The work on the new building started immediately. It was to be a combination lodge and school building. Upstairs the Masons met and the lower floor was designated for the school. It was during this time, the political cause for Southern Independence had swept Texas and the Southland. War and lack of materials slowed completion of the building, however, it was operational. The lodge minutes are sketchy but by 11 December 1863, a charter was granted by the Texas Legislature, thereby creating San Saba Masonic College. The institution was open to both male and female students and was a two story-story rock structure.
Problems seemed to plague the lodge and school. Qualified teachers were hard to locate, trustees were difficult to keep and hard currency was scarce. Over time the lodge became responsible for some of the children’s tuition. To make matters worse, most of the able- bodied men had gone off to the war while the frontier borders of Texas receded, encouraging deadly Indian raids. By 1865, the War for Southern Independence was lost and Texas would be subjugated with over 51,000 Yankee troops. The lodge continued to meet regularly but little mention is made about the school until August 1879, when the membership considered donating the college to the Methodist Conference. On 4 September 1879, the Masons voted and the San Saba Masonic College came to an end.
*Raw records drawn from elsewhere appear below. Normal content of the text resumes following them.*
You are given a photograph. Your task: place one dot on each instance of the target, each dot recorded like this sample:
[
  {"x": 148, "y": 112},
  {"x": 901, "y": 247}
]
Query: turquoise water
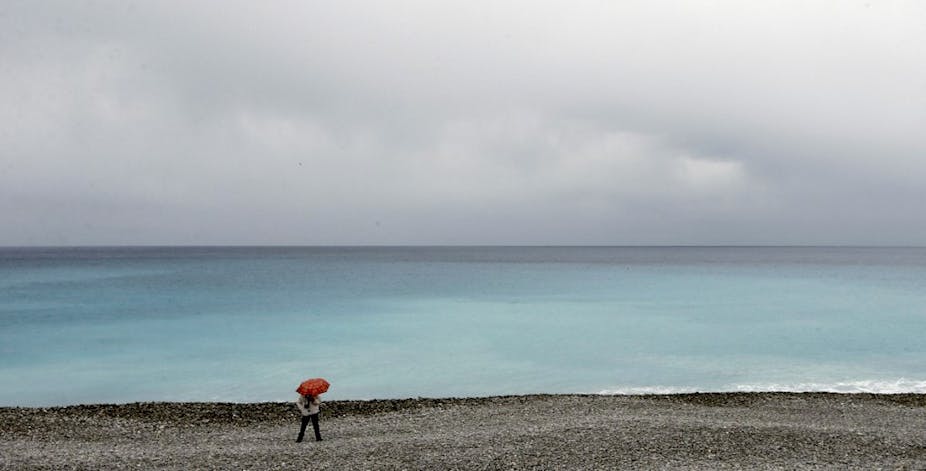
[{"x": 93, "y": 325}]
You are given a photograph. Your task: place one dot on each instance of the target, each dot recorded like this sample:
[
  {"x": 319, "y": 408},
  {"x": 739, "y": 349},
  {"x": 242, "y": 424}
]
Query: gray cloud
[{"x": 472, "y": 122}]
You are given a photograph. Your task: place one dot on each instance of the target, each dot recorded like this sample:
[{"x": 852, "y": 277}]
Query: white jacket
[{"x": 308, "y": 407}]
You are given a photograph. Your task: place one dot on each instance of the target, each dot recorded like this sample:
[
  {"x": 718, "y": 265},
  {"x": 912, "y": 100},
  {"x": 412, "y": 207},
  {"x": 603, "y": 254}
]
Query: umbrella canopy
[{"x": 313, "y": 386}]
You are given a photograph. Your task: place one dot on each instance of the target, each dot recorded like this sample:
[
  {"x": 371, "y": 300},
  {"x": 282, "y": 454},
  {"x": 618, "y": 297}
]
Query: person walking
[{"x": 308, "y": 405}]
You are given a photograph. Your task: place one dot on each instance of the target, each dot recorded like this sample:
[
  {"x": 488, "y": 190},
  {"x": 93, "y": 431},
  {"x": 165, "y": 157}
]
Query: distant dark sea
[{"x": 113, "y": 325}]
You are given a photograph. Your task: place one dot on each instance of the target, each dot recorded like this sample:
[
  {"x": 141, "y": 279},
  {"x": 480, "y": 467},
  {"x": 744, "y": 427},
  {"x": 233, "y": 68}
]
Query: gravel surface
[{"x": 687, "y": 431}]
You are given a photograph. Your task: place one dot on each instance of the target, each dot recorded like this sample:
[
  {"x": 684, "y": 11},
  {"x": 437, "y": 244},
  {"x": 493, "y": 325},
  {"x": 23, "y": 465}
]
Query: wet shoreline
[{"x": 693, "y": 431}]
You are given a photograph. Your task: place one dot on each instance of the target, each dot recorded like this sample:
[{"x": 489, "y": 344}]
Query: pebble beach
[{"x": 684, "y": 431}]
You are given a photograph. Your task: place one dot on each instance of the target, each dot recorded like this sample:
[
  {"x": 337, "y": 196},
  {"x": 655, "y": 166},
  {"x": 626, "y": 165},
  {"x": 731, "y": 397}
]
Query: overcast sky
[{"x": 429, "y": 122}]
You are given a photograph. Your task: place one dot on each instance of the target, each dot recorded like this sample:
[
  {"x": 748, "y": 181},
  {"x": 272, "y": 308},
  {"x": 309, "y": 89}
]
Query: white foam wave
[{"x": 898, "y": 386}]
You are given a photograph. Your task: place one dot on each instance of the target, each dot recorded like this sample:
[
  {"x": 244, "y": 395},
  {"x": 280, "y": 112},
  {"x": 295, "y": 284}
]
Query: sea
[{"x": 247, "y": 324}]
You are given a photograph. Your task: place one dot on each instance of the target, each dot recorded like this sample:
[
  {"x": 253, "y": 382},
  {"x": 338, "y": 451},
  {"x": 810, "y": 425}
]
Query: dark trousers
[{"x": 305, "y": 422}]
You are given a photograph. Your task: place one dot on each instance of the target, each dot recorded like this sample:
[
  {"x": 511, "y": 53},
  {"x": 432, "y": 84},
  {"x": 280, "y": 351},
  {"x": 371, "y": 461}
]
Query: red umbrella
[{"x": 313, "y": 386}]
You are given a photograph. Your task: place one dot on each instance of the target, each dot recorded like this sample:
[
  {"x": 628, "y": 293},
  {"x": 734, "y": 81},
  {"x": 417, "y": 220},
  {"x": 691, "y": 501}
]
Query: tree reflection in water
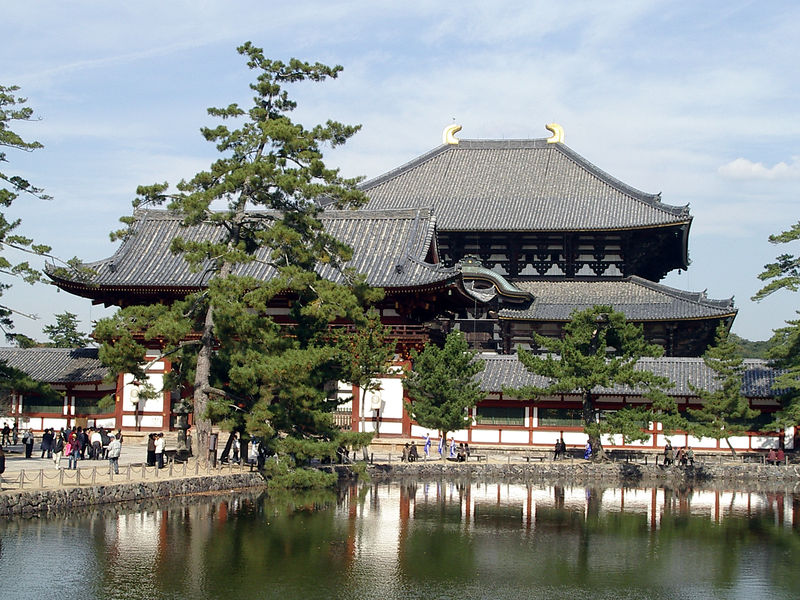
[{"x": 418, "y": 539}]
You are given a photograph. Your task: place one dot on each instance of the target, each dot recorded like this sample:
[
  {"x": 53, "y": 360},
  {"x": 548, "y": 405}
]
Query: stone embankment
[
  {"x": 745, "y": 476},
  {"x": 58, "y": 500}
]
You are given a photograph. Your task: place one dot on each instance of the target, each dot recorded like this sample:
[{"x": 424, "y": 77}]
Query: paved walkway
[{"x": 41, "y": 473}]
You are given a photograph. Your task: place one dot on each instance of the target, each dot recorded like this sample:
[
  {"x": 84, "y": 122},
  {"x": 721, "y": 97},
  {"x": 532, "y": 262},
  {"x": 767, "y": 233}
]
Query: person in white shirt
[
  {"x": 114, "y": 450},
  {"x": 160, "y": 450}
]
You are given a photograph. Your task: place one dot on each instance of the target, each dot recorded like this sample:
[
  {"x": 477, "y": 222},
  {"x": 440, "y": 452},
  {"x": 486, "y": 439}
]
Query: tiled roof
[
  {"x": 637, "y": 298},
  {"x": 518, "y": 185},
  {"x": 506, "y": 371},
  {"x": 389, "y": 247},
  {"x": 56, "y": 365}
]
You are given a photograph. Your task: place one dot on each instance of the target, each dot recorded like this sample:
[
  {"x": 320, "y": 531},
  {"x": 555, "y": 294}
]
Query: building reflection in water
[{"x": 400, "y": 539}]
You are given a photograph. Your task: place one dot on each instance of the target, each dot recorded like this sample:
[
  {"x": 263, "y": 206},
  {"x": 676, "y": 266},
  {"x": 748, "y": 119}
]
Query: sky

San Saba Lodge No. 225 survived Reconstruction and the loss of its school but it could never survive the San Saba Mob. The rustlers in this part of the country were well organized: there was slack law enforcement, poor courts, and an open frontier due to the subjugation of the Indians. By the early 1880s, these conditions prompted many good men to form a vigilante or regulator "mob." This would not just be any impromptu mob to mete out temporary justice, but a highly efficient, well structured, formal organization. The rustlers were quickly routed and at first there was popular support for the "mob." However, after a time the initial leaders learned what all mob organizations eventually learn – that they could not control what they had created.